ATGL expression relative to other triglyceride lipases in adipose tissue, islets, and INS832/13 cells and its regulation by the dietary state. ATGL, adiponutrin (ADPN), GS2, and HSL mRNA levels were determined by real time RT-PCR in adipose tissue (A) and islets (B) from overnight fasted and fed rats, and in INS832/13 cells cultured in complete RPMI medium at 11.1 mm glucose (C). The effect of glucose on ATGL expression was studied in INS832/13 exposed for 24 h at 3, 11, or 16 mm glucose (G) in complete RPMI medium and normalized to cyclophilin (D). Immunoblot analysis of ATGL (E) in adipose tissue (AT) (adipose tissue from two different rats, 1st and 2nd lanes), rat islets (two different rats, 3rd and 4th lanes), and INS832/13 cells (two different passages, 5th and 6th lanes) is shown.
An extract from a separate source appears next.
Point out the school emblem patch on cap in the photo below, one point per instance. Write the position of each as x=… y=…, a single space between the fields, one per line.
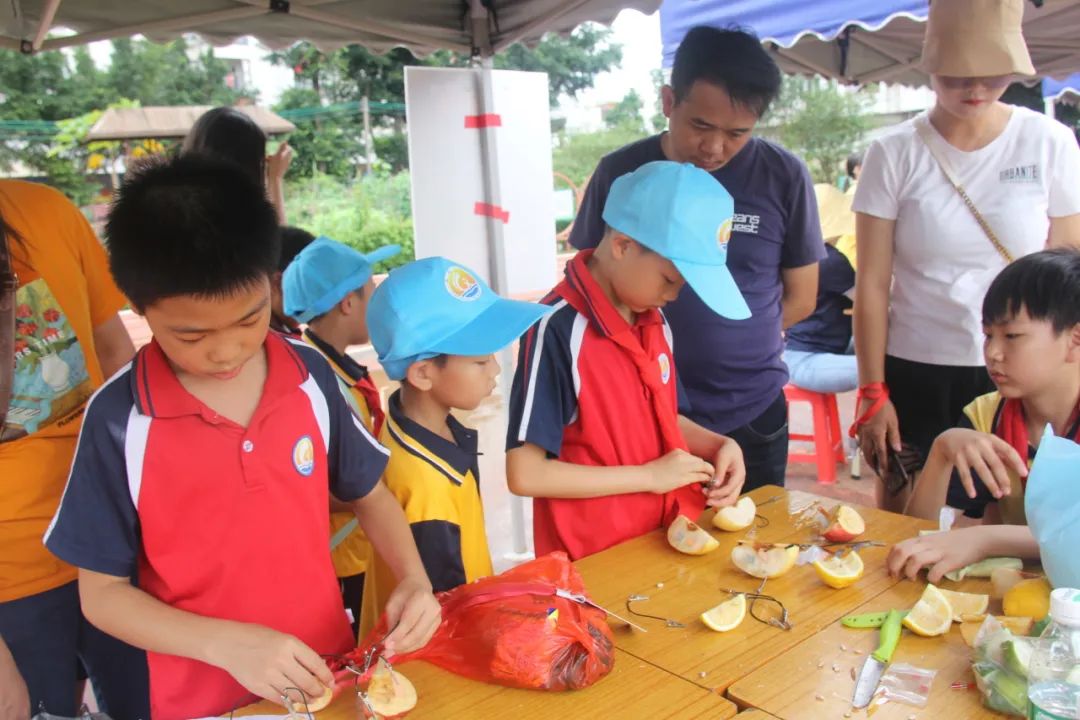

The data are expressed as means ± S.E. of four rats (A and B) or four different passages for INS832/13 cells (C and D). *, p < 0.05; **, p < 0.01; ***, p < 0.001 versus nutritional state, by unpaired two-tailed Student's t test. NB, number.

FIGURE 2.

shATGL treatment of INS832/13 cells reduces the expression of ATGL mRNA and protein and decreases TG lipase activity. INS832/13 cells were electroporated in the presence of empty vector (Mock), scrATGL (Scr), or shATGL. Nontransfected cells served as additional control. A, time course of the effect of shATGL on ATGL mRNA expression in INS832/13 cells cultured in complete RPMI medium at 11.1 mm glucose. B, ATGL protein expression was determined by Western blot analysis using actin as a control. C, triglyceride lipase activity of cytosolic extracts of INS832/13 cells using radiolabeled triolein as a substrate. Means ± S.E. are of three experiments performed in duplicate. *, p < 0.05; **, p < 0.01; ***, p < 0.001 versus time 13 h after transfection (A) or versus scrambled ATGL (B and C), by unpaired two-tailed Student's t test.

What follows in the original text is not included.